Ever Given: encalhe é só a ponta do iceberg da crise em Supply Chain

04/05/2021

*Por Rodrigo Scolaro

Poderia ser até uma cena saída de um filme hollywoodiano: um navio gigantesco, com capacidade para transportar mais de 20 mil TEUs [um TEU é equivalente à unidade de medida de um contêiner de 20 pés], preso em um dos pontos de estrangulamento de transporte marítimo mais movimentados do mundo. Esse foi o enredo de uma história sem precedentes no mundo – que parou o canal de Suez há poucos dias – e que teve como protagonista a embarcação Ever Given, um dos maiores porta-contêineres do mundo.

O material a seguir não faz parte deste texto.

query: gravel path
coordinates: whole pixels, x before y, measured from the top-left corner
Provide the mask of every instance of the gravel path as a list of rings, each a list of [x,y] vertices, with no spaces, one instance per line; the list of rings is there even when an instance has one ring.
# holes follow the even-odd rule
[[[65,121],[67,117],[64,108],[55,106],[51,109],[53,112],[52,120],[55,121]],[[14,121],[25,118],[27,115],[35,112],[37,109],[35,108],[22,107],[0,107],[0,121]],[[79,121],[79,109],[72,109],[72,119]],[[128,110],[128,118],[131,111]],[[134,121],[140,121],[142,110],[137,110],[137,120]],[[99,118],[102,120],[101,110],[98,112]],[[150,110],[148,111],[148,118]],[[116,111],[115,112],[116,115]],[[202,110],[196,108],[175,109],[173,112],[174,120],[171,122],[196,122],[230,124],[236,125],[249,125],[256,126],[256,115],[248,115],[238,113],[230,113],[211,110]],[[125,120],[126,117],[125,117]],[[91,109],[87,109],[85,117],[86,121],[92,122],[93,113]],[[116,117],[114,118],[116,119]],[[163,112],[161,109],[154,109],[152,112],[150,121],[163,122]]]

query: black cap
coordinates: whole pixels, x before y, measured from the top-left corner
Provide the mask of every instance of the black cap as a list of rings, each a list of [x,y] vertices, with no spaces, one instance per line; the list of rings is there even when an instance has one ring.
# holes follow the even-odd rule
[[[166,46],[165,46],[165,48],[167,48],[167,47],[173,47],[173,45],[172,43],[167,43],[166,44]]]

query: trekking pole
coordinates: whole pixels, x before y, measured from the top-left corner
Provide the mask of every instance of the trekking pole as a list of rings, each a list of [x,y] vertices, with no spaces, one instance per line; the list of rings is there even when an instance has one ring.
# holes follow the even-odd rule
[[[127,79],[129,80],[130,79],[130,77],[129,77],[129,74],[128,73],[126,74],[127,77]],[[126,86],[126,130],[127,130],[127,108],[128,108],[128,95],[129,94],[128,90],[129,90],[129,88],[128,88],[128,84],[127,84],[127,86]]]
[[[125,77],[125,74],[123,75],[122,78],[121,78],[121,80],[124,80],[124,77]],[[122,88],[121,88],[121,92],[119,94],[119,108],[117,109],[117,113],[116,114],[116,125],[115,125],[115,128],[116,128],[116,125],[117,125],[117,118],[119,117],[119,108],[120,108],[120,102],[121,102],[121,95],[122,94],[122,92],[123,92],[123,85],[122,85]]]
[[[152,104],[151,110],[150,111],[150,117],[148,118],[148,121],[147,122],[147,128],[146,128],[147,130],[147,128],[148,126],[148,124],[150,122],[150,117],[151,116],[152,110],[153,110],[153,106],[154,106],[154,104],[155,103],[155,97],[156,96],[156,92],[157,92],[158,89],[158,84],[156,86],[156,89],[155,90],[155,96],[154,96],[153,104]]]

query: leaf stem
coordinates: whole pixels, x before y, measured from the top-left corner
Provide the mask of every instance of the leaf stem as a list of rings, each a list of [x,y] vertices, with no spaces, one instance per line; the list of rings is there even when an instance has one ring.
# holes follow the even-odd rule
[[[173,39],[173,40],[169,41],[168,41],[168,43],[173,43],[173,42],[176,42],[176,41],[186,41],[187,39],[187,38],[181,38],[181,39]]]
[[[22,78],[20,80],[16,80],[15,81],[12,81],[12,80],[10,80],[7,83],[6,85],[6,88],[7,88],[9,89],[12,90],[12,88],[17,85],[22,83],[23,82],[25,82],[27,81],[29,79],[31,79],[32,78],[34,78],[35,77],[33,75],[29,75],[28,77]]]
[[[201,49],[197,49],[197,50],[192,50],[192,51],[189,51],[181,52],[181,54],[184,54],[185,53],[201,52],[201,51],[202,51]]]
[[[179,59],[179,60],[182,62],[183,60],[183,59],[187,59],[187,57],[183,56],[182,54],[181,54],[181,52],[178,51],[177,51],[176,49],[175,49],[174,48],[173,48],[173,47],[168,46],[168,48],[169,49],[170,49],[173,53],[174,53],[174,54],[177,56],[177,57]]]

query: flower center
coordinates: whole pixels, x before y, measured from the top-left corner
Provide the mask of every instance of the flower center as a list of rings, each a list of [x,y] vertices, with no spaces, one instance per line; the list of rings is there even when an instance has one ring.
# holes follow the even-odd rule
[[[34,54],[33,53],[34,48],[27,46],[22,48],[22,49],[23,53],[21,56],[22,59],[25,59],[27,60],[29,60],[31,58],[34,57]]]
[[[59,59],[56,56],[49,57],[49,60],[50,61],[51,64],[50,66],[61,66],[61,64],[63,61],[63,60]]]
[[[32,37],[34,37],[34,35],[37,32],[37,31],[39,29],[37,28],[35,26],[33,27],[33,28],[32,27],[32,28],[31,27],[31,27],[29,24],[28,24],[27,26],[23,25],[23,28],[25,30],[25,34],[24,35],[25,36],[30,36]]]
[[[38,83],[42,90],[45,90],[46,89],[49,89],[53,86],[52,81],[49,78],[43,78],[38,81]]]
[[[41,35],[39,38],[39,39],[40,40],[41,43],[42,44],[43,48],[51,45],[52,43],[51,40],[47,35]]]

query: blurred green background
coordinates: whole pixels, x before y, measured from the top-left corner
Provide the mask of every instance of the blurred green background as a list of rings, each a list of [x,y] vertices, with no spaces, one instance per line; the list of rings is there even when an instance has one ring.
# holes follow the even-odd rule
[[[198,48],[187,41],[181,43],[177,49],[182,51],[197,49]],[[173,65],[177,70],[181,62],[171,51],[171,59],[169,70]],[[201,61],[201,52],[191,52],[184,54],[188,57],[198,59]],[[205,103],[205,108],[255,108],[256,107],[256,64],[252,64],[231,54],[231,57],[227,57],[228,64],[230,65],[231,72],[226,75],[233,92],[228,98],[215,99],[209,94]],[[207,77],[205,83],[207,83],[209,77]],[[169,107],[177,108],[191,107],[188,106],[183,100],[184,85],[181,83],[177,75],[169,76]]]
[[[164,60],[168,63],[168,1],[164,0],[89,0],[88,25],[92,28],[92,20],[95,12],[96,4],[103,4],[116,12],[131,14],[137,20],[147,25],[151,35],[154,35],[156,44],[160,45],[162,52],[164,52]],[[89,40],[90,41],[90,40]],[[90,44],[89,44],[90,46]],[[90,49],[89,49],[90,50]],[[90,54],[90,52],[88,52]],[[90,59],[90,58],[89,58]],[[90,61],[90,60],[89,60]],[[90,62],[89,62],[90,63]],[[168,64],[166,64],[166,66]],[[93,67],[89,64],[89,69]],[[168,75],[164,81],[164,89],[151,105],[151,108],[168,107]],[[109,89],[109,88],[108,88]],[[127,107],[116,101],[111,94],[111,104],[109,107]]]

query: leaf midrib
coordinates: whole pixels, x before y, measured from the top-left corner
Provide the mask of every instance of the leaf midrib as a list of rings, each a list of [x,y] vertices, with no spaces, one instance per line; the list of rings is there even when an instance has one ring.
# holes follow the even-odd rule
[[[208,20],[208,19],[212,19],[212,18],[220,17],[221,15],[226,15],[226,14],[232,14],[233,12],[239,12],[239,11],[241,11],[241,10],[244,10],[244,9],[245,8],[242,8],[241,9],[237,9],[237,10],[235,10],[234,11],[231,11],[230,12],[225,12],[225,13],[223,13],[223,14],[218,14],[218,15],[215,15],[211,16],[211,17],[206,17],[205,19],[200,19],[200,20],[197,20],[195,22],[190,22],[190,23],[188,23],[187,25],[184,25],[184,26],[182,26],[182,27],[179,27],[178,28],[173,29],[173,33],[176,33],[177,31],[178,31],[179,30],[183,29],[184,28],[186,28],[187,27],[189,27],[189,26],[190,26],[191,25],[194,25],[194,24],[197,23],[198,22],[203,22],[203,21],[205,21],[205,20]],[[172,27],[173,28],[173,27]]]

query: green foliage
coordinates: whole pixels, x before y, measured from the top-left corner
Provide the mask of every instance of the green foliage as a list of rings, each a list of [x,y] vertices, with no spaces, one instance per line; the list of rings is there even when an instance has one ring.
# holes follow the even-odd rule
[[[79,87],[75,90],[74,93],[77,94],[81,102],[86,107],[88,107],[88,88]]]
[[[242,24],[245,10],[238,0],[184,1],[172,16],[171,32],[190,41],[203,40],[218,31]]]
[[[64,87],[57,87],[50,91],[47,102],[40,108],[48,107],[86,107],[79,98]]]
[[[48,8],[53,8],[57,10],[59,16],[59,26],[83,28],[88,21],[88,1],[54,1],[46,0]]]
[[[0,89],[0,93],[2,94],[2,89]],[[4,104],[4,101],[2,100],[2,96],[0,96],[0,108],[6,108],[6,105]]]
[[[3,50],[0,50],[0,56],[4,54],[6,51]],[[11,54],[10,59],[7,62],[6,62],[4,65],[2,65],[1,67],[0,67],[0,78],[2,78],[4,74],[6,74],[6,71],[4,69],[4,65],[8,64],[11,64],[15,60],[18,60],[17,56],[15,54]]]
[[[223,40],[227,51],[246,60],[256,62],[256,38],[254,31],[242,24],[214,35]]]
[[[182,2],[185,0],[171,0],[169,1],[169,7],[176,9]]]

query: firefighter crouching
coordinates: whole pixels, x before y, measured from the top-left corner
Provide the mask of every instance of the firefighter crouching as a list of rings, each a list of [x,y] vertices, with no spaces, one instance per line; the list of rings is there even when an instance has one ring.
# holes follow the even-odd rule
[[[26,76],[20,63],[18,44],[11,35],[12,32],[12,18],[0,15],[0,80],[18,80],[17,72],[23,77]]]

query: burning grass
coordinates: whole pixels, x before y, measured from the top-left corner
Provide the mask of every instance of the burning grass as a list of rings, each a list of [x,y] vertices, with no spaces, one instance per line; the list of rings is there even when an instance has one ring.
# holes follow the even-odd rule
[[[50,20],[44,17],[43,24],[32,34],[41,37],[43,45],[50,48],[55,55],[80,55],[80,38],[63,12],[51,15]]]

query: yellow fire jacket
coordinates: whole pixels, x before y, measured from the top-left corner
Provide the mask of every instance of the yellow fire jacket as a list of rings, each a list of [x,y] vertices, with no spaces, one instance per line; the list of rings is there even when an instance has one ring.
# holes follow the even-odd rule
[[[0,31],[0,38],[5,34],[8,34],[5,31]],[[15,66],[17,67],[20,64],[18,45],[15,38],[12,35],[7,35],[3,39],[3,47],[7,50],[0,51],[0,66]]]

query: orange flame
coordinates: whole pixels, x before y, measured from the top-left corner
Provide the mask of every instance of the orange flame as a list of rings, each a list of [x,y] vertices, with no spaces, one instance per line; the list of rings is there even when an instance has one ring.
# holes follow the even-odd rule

Entretanto, essa é só a última peça em um complexo emaranhado de problemas que têm afetado a cadeia global de fornecimento desde o começo da pandemia do coronavírus. Falta de contêineres, de mão de obra, e a pressão do setor aéreo, com aviões comerciais desocupados já sendo usados para transporte de insumos para vacinação – elevam o embate dos custos e a necessidade de eficiência.

O cálculo do prejuízo causado pelo encalhe do Ever Given talvez nunca possa ser feito em sua totalidade, mas o impacto não foi pequeno, se considerarmos que ao menos US$ 3 bilhões de mercadorias por dia passam pelo canal. Mais do que isso, o acontecimento também vai, nos próximos meses, reverberar em mudanças graduais, mas que podem desenhar novas rotas. Na China, por exemplo, serviços de transporte por trem tiveram um pico na Rota da Seda após o incidente do Canal de Suez – com a capacidade de transporte completamente lotada até o final de maio.

Crise nas cadeias globais

O problema nas cadeias globais de Supply Chain vai além e, claro, esbarra no impacto causado pelo COVID-19. A pandemia trouxe caos ao setor de transporte marítimo e, recentemente, houve um substancial aumento de preços – sobretudo no transporte de contêineres. A alta ocorre sobretudo pelo tempo que os barcos têm ficado presos nos portos ao redor do mundo, em função do custo e da falta de mão de obra para carga e descarga. O atraso nos portos, claro, impacta o transporte e armazenagem terrestres, sendo repassado para produtos e commodities.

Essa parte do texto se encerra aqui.